Polishing the First Draft
I completed the rest of the literals and met Mimi again for a marathon five-hour discussion on 24th January 2012. This meeting was both extremely inspiring and slightly challenging. Inspiring, because it was a delight to see how Mimi had turned around the sometimes awkward literal translations into light and lively poetry that worked in English; and challenging when I felt that some of those translations departed too much from Shakila’s original meanings. It was frustrating for me to think that perhaps I had not adequately conveyed some of the subtleties in the literals, or perhaps Shakila’s intentions were still ambiguous even to me.
An interesting case in point is the poem 'The Tryst'. It slips between a memory, a dream, and an imaginary conversation with an unseen interlocutor, and this subtle progression must be conveyed. Mimi and I discussed this at length, as she rightly insisted that the elliptical way in which Shakila achieved this progression in the Persian would not be clear enough in English, and my literal translation did not work either. We eventually settled on her solution, which you can see in the final translation. Another poem described the oneness experienced with a lover during orgasm as 'passing through/entering [his] skin', in my literal translation. Mimi was unhappy with this metaphor in English and suggested an alternative which Shakila found too forthright, and the poem was eventually dropped. Several other poems had suffered the same fate when Mimi could not relate to the images in them. She had either struggled with their translations, or set them aside. In some cases, it was because a poem that was quite groundbreaking in Persian because it introduced direct, ‘Western’-style expression, imagery and emotions not often used by Persian-language poets - women in particular - seemed too ordinary when rendered in English precisely for the same reason.
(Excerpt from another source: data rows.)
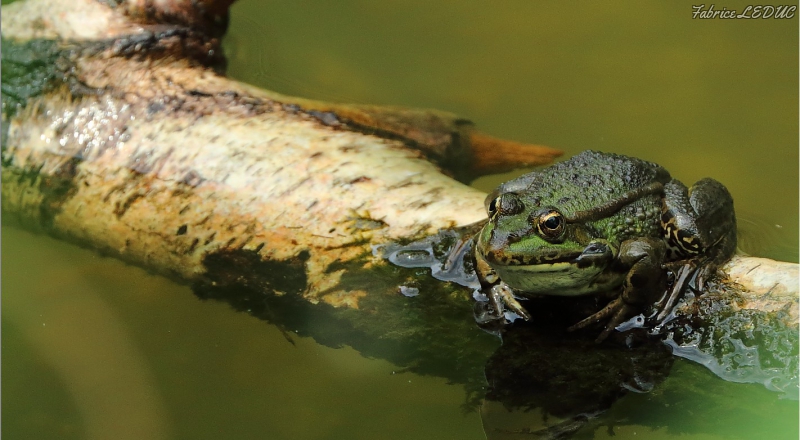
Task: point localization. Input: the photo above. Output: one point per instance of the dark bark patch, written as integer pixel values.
(247, 269)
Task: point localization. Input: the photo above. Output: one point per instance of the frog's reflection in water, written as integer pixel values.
(545, 382)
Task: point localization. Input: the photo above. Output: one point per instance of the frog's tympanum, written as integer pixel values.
(601, 223)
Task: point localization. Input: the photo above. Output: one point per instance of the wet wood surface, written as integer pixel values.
(133, 143)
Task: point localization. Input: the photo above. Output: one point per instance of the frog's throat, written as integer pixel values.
(560, 279)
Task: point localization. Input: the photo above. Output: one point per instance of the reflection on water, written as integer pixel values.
(76, 325)
(703, 98)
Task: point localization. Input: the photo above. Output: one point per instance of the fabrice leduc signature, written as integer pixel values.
(750, 12)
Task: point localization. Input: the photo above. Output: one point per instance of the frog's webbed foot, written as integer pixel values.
(645, 279)
(615, 312)
(690, 275)
(492, 313)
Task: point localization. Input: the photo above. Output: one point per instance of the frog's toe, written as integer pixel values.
(615, 313)
(609, 310)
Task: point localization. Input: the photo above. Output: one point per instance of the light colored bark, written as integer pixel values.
(166, 163)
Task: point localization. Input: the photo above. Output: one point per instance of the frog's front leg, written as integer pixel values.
(500, 296)
(645, 280)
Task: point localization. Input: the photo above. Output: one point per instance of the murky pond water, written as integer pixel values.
(93, 348)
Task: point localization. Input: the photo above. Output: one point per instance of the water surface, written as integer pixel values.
(701, 97)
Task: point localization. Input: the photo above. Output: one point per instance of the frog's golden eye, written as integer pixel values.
(491, 203)
(551, 224)
(492, 207)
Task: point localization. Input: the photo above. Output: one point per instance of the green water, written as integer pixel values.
(701, 97)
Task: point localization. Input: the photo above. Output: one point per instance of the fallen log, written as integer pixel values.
(123, 136)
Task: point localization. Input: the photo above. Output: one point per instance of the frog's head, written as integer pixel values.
(538, 249)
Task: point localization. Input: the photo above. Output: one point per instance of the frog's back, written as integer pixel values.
(586, 180)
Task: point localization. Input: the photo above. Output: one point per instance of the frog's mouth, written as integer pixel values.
(567, 275)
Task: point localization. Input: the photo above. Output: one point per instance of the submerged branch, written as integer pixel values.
(123, 136)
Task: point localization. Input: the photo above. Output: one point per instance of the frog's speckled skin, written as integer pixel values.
(595, 222)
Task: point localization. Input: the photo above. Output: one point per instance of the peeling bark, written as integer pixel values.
(132, 143)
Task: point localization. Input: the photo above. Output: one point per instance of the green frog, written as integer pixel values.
(600, 223)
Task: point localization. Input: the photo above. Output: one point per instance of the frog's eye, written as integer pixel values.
(492, 202)
(551, 224)
(492, 207)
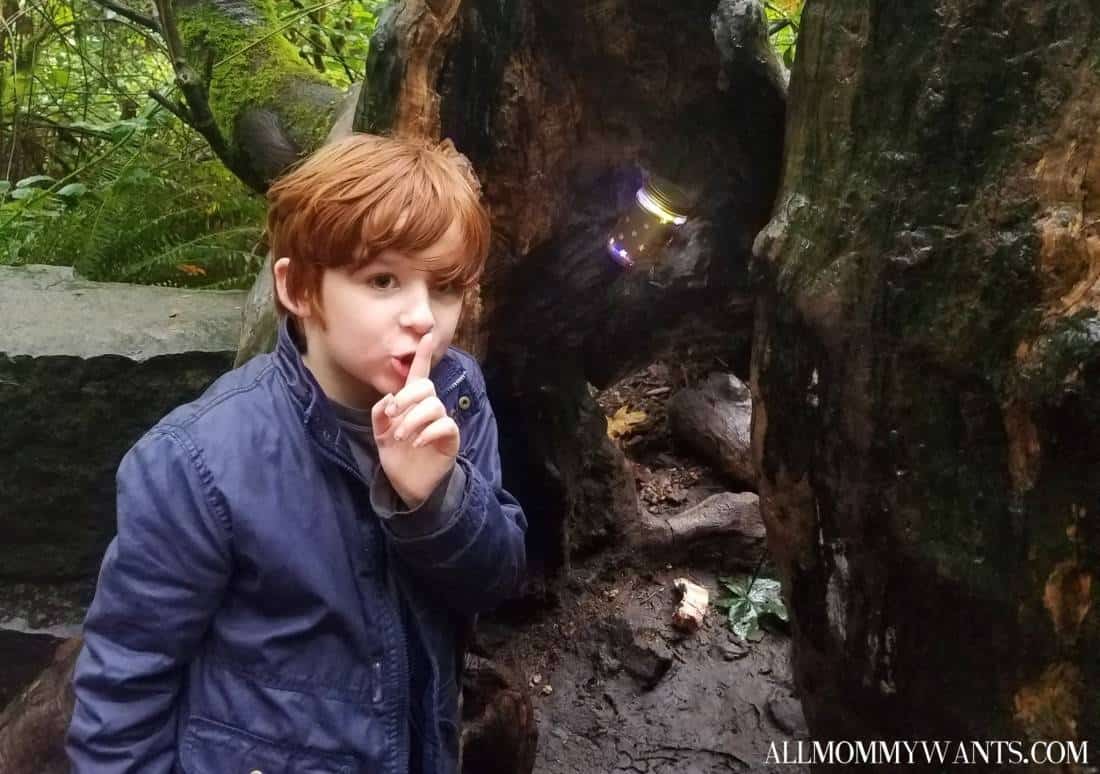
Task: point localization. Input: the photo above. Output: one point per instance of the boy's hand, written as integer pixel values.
(417, 441)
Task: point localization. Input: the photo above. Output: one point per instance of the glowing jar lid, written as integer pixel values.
(641, 231)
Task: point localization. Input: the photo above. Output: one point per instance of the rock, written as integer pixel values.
(785, 711)
(713, 421)
(85, 369)
(622, 648)
(498, 725)
(689, 616)
(734, 519)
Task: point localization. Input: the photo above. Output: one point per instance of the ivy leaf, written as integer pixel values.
(73, 189)
(28, 181)
(748, 601)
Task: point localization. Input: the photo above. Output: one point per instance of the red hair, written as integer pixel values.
(366, 194)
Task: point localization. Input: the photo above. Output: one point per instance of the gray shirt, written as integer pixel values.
(431, 515)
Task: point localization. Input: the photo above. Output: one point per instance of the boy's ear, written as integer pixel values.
(298, 307)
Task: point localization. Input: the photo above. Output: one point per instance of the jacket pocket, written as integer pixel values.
(212, 748)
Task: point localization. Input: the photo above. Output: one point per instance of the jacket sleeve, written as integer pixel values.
(161, 581)
(474, 556)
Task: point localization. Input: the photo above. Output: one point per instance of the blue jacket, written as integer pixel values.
(248, 614)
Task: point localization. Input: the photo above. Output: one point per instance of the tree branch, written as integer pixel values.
(196, 90)
(132, 15)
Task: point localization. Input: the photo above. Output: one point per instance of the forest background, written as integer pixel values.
(97, 174)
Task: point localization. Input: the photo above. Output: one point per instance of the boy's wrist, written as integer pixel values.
(430, 516)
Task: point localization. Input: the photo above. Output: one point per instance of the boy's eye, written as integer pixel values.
(382, 282)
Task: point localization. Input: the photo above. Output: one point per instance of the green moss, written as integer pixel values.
(255, 67)
(1065, 350)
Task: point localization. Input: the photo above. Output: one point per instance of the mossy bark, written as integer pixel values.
(926, 369)
(271, 106)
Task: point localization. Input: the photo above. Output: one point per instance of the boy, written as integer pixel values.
(299, 549)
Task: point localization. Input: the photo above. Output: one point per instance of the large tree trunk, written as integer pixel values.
(926, 369)
(560, 107)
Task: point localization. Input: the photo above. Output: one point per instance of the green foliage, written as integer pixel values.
(331, 37)
(749, 599)
(783, 20)
(96, 174)
(179, 223)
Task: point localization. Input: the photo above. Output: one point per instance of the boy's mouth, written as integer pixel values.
(403, 364)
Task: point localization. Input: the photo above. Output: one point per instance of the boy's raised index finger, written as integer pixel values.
(421, 361)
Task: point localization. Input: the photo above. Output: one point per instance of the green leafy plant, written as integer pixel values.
(784, 18)
(748, 600)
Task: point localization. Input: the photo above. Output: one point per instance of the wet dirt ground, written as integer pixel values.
(616, 688)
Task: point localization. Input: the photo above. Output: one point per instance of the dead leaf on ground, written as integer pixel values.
(624, 421)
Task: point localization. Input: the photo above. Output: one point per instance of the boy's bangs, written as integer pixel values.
(414, 223)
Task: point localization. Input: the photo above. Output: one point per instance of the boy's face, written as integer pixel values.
(375, 316)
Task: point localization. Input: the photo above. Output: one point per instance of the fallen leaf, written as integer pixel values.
(623, 422)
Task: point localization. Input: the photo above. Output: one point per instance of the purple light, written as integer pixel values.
(618, 254)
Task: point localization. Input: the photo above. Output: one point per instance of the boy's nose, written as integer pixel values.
(417, 314)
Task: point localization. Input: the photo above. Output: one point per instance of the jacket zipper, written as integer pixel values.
(404, 699)
(454, 385)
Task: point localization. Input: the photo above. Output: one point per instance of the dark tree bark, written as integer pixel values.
(560, 107)
(926, 369)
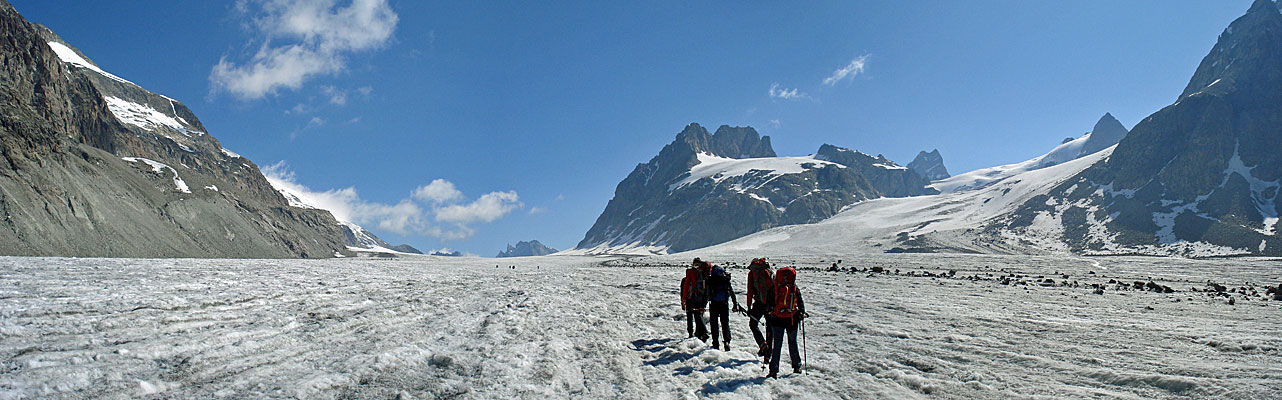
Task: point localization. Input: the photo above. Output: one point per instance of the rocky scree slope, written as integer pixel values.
(95, 166)
(1199, 177)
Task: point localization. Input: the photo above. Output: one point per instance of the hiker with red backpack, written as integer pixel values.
(760, 298)
(721, 292)
(694, 299)
(789, 310)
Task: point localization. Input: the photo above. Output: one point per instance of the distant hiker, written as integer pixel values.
(789, 310)
(721, 292)
(694, 300)
(760, 296)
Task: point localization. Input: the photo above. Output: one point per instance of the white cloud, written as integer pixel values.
(337, 96)
(850, 71)
(489, 208)
(439, 191)
(299, 40)
(316, 122)
(782, 92)
(444, 217)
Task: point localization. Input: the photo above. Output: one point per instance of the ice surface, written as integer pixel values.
(144, 116)
(69, 57)
(874, 225)
(985, 177)
(607, 328)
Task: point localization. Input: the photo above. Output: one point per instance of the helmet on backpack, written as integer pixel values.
(785, 292)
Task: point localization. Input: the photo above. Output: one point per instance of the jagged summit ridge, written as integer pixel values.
(526, 249)
(705, 189)
(930, 166)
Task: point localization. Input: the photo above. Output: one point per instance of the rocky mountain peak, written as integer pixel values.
(1250, 49)
(930, 166)
(736, 142)
(527, 249)
(1108, 131)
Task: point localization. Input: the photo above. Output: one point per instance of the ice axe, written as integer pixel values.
(804, 360)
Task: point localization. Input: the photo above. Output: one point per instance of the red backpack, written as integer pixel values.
(785, 292)
(694, 291)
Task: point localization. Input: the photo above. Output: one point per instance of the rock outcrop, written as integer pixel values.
(930, 166)
(94, 166)
(526, 249)
(705, 189)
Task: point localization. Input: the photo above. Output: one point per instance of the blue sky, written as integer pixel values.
(530, 113)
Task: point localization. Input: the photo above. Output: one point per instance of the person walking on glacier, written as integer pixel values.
(760, 298)
(694, 299)
(789, 310)
(721, 292)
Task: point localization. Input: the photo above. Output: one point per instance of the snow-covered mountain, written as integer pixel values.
(705, 189)
(955, 221)
(1110, 132)
(1200, 177)
(92, 164)
(357, 237)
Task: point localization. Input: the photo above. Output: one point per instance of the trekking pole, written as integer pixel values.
(805, 363)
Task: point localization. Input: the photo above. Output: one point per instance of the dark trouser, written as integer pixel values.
(719, 318)
(777, 342)
(754, 322)
(695, 325)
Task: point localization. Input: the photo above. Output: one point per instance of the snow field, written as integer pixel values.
(430, 327)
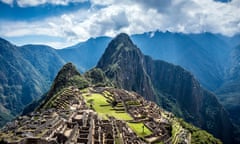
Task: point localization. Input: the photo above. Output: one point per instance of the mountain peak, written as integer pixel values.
(121, 41)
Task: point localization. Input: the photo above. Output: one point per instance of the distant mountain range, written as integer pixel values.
(27, 71)
(80, 109)
(25, 74)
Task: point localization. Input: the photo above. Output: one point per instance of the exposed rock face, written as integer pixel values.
(170, 86)
(123, 63)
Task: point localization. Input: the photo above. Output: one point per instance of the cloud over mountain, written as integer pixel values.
(110, 17)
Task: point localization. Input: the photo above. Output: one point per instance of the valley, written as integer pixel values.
(99, 115)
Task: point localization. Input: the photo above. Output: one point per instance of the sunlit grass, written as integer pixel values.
(103, 108)
(138, 129)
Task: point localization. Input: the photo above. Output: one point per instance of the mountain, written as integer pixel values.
(25, 74)
(85, 54)
(195, 52)
(229, 92)
(171, 86)
(98, 114)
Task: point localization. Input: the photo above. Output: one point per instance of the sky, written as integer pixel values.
(63, 23)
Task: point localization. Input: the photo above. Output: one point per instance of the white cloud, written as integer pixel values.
(10, 2)
(132, 17)
(28, 3)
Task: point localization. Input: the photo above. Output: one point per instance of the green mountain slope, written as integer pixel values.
(25, 74)
(170, 86)
(93, 114)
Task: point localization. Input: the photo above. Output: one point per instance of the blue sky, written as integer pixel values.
(62, 23)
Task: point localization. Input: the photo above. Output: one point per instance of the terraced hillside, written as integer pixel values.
(99, 115)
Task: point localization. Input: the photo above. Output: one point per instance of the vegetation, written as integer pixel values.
(101, 105)
(199, 136)
(140, 129)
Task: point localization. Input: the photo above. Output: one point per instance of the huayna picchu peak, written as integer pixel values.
(170, 86)
(127, 98)
(99, 115)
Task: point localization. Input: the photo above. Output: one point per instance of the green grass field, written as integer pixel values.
(103, 108)
(138, 129)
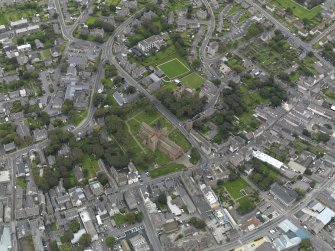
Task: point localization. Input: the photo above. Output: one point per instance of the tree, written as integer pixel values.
(220, 182)
(306, 132)
(74, 226)
(196, 64)
(98, 99)
(216, 82)
(289, 11)
(130, 89)
(66, 237)
(117, 80)
(110, 241)
(103, 179)
(53, 246)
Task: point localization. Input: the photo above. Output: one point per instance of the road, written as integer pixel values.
(322, 34)
(131, 81)
(297, 42)
(210, 72)
(262, 231)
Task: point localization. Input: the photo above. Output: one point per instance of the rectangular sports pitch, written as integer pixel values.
(173, 68)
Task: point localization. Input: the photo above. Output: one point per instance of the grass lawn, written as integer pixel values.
(234, 187)
(193, 80)
(246, 205)
(78, 117)
(298, 10)
(177, 137)
(170, 168)
(173, 68)
(90, 166)
(90, 20)
(147, 117)
(120, 219)
(46, 53)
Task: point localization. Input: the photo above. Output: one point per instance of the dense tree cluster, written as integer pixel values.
(179, 44)
(310, 3)
(328, 52)
(184, 106)
(149, 28)
(263, 175)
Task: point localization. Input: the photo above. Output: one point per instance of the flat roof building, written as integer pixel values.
(267, 159)
(88, 224)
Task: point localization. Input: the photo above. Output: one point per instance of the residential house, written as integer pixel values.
(155, 41)
(40, 134)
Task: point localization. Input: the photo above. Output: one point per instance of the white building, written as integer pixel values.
(210, 196)
(155, 41)
(19, 23)
(24, 47)
(267, 159)
(88, 224)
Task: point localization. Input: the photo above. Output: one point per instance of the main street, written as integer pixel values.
(295, 41)
(264, 229)
(131, 81)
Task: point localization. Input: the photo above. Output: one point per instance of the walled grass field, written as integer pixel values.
(173, 68)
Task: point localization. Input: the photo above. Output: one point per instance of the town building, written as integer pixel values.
(139, 243)
(152, 42)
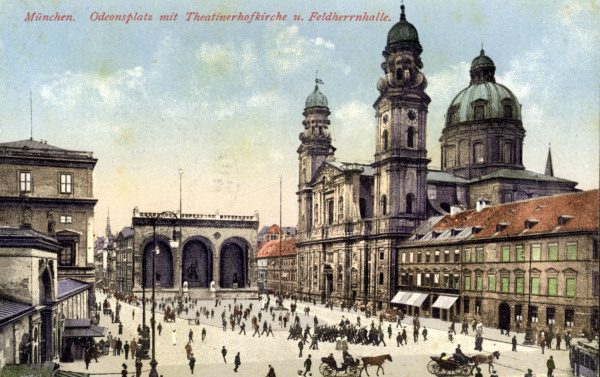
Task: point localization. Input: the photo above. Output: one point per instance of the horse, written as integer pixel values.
(485, 358)
(374, 360)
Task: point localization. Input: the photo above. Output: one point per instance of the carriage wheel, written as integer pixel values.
(433, 367)
(326, 370)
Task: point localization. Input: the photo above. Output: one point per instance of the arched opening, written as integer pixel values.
(410, 137)
(384, 140)
(384, 205)
(328, 274)
(45, 287)
(197, 264)
(233, 263)
(504, 316)
(163, 265)
(410, 198)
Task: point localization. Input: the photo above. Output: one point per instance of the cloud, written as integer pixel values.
(323, 42)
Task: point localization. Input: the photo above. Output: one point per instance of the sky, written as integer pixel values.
(223, 101)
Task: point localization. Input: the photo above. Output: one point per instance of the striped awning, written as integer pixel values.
(444, 302)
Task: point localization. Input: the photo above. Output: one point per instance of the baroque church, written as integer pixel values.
(352, 217)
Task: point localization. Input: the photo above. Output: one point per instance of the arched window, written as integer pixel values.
(410, 136)
(410, 198)
(479, 112)
(508, 111)
(478, 157)
(384, 140)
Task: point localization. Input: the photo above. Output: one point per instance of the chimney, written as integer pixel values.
(481, 204)
(456, 208)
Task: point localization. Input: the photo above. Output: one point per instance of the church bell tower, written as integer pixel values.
(401, 113)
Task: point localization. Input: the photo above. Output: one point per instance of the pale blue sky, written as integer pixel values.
(224, 101)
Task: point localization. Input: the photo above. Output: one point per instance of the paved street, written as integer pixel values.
(257, 353)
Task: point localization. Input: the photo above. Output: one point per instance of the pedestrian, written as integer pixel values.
(551, 366)
(307, 365)
(237, 362)
(133, 348)
(192, 362)
(138, 367)
(224, 353)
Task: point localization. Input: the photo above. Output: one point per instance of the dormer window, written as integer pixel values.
(530, 223)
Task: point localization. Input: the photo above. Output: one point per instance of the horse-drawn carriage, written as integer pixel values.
(351, 367)
(439, 366)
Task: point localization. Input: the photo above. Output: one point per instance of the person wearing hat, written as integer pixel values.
(551, 366)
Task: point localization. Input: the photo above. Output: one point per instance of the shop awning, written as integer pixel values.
(82, 328)
(444, 302)
(401, 297)
(416, 299)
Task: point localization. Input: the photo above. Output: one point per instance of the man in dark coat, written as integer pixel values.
(237, 362)
(307, 365)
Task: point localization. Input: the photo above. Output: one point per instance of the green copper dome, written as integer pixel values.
(403, 32)
(316, 99)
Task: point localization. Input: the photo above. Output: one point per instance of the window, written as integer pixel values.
(410, 198)
(572, 251)
(479, 254)
(384, 205)
(25, 181)
(479, 282)
(66, 182)
(467, 256)
(552, 286)
(571, 285)
(505, 254)
(384, 140)
(66, 219)
(478, 153)
(505, 284)
(410, 137)
(535, 286)
(519, 253)
(479, 112)
(520, 284)
(552, 251)
(536, 252)
(492, 283)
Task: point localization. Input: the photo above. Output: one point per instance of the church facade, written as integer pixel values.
(353, 217)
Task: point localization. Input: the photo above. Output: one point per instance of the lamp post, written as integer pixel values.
(156, 250)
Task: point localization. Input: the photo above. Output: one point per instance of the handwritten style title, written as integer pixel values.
(197, 16)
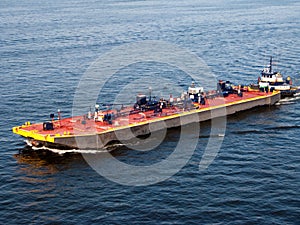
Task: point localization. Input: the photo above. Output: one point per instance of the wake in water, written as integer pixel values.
(108, 148)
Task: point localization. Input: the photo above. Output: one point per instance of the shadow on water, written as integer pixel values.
(47, 162)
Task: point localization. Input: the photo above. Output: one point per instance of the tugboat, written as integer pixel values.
(274, 81)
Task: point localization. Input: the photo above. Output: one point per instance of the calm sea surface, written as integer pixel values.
(45, 48)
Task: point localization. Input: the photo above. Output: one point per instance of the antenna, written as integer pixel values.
(271, 59)
(150, 91)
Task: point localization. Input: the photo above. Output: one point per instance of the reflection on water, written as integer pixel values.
(38, 164)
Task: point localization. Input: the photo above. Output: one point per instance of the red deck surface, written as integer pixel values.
(74, 125)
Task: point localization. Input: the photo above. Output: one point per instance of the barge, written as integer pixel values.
(97, 129)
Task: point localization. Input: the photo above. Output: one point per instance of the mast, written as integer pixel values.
(270, 67)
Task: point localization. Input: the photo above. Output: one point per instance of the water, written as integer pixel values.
(45, 48)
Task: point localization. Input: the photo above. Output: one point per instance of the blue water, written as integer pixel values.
(45, 48)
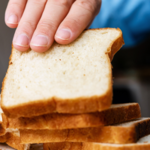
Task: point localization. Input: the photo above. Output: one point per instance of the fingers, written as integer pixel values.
(55, 11)
(80, 16)
(14, 12)
(28, 23)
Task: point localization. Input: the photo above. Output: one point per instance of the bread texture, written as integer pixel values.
(117, 113)
(74, 78)
(123, 133)
(13, 140)
(142, 144)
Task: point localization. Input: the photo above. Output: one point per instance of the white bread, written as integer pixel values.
(13, 140)
(123, 133)
(10, 136)
(142, 144)
(74, 78)
(117, 113)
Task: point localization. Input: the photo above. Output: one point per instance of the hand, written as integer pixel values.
(40, 22)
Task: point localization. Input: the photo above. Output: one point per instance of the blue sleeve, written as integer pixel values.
(131, 16)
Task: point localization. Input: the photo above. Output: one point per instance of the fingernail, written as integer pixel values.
(22, 40)
(64, 34)
(40, 40)
(13, 19)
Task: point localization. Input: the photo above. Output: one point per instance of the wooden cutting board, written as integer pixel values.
(33, 147)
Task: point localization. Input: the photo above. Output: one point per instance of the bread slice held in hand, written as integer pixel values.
(142, 144)
(117, 113)
(74, 78)
(129, 132)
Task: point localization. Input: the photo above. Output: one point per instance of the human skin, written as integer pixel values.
(40, 22)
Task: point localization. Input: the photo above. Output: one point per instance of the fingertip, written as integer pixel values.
(21, 42)
(12, 21)
(11, 25)
(39, 49)
(20, 48)
(41, 43)
(64, 36)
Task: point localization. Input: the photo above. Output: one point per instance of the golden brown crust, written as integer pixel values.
(111, 116)
(107, 134)
(94, 146)
(12, 140)
(78, 105)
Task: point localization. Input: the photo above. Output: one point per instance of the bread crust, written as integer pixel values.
(12, 140)
(56, 104)
(119, 114)
(94, 146)
(108, 134)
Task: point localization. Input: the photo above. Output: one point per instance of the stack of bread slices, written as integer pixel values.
(63, 98)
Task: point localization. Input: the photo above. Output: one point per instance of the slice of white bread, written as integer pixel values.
(13, 140)
(128, 132)
(10, 136)
(74, 78)
(142, 144)
(117, 113)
Following this meeting, there was a bit more to-and-fro with Shakila on Skype and Mimi via email to find the best possible solutions to these dilemmas. In the final instance I deferred to Mimi’s creative license as I agreed it was important to have the poems ‘work’ as stand-alone English-language poems as long as the meaning was not altered. I had great admiration for Mimi’s artistic integrity, attention to detail and insistence on idiomatic and emotional naturalness in English, and I learned a great deal about writing and translating poetry from her.
Final Selection of Poems
Shakila’s 24 poems fell, roughly speaking, into a few (sometimes overlapping) categories: poems grieving for, and yet determinedly moving on from, a lost love; poems of an exile’s isolation and nostalgia; love and mildly erotic poems; and poems documenting the horrors and human costs of war in Afghanistan. A few others were critical of Afghanistan’s conservative society, and a few were personal vignettes dedicated to friends and loved ones. Mimi and I tried to ensure that each of these categories was represented, but especially when two poems had to be dropped from the chapbook due to space limitations, ultimately the primary consideration was how successful Mimi felt the poems were in translation.
Problems and Challenges
Aside from encountering the difficulties of translation that are inherent to the job, it was difficult to accommodate the schedules of three busy women with full-time jobs, particularly when Mimi experienced a bereavement, Shakila was injured in a fall, and Shakila and I both struggled with uncooperative Mac computers that refuse to support right-to-left scripts. This sometimes led to delays and stress, but I was very grateful for everyone’s dedication and Sarah Maguire’s patience, good humour and flexibility, which helped us navigate the tensions.